Other notable exhibitions during 2018 include:
Made by Hand: American Quilts in the Industrial Age II, Jan. 5-April 29
Velda Newman: Panorama, March 2-June 10
Singular Fascination, guest-curated by Jennifer Keltner, May 4-Aug. 30
French Whole Cloth, guest-curated by Kathryn Berenson, June 15-Oct. 28
Marti Michell: Educator and Designer, July 6-Dec. 1
The museum will finish the year with an exhibition of favorites from the collection selected by Ducey to commemorate her 20 years as curator of the center’s collection.
“It was difficult to select favorites,” she said. “It’s like picking a favorite child.”
The show opens Nov. 2 and runs until March 10, 2019.
Established as a study center in 1997, the collection of about 1,000 quilts donated by Nebraska
natives Ardis and Robert James was stored in a renovated climate-controlled space in the Home Economics Building.
As the collection grew—along with public interest in seeing the quilts—the vision of a museum became a reality when Quilt House opened in 2008. The iconic building housed three galleries and a state-of-the-art on-site storage facility.
“The day we opened and had crowds wrapped around the block was amazing,” Ducey said. “After so many years of needing an exhibition space, it was exciting to finally have it.”
The museum has come a long way since then.
In its first nine years, the center has showcased exhibitions of quilts from as far away as Japan along with some of the finest quilts made in Nebraska and everywhere in between. The collection has expanded to include objects from more than 50 countries. IQSCM exhibitions have traveled to museums and galleries across the U.S. and around the world to China, England, France, Italy and Japan.
With the collection surging to more than 5,000 quilts and growing, the museum opened an expansion in 2015 to double its storage and gallery space.
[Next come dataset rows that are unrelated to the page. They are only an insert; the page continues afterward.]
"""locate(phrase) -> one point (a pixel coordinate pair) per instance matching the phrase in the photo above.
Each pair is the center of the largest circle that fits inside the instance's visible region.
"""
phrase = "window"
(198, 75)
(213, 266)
So far, the response to the museum has been positive. In addition to ranking high on TripAdvisor’s list of Things to Do in Lincoln, in 2017, a USA Today reader survey named the museum one of Nebraska Top 10 Attractions and MSN.com named Quilt House the “coolest building” in Nebraska.
“It shows the committee who chose the design had great vision and saw the museum as a landmark,” Ducey said. “it is as worth of a visit as any of our quilts. It is still a thrill to walk in the door every day.”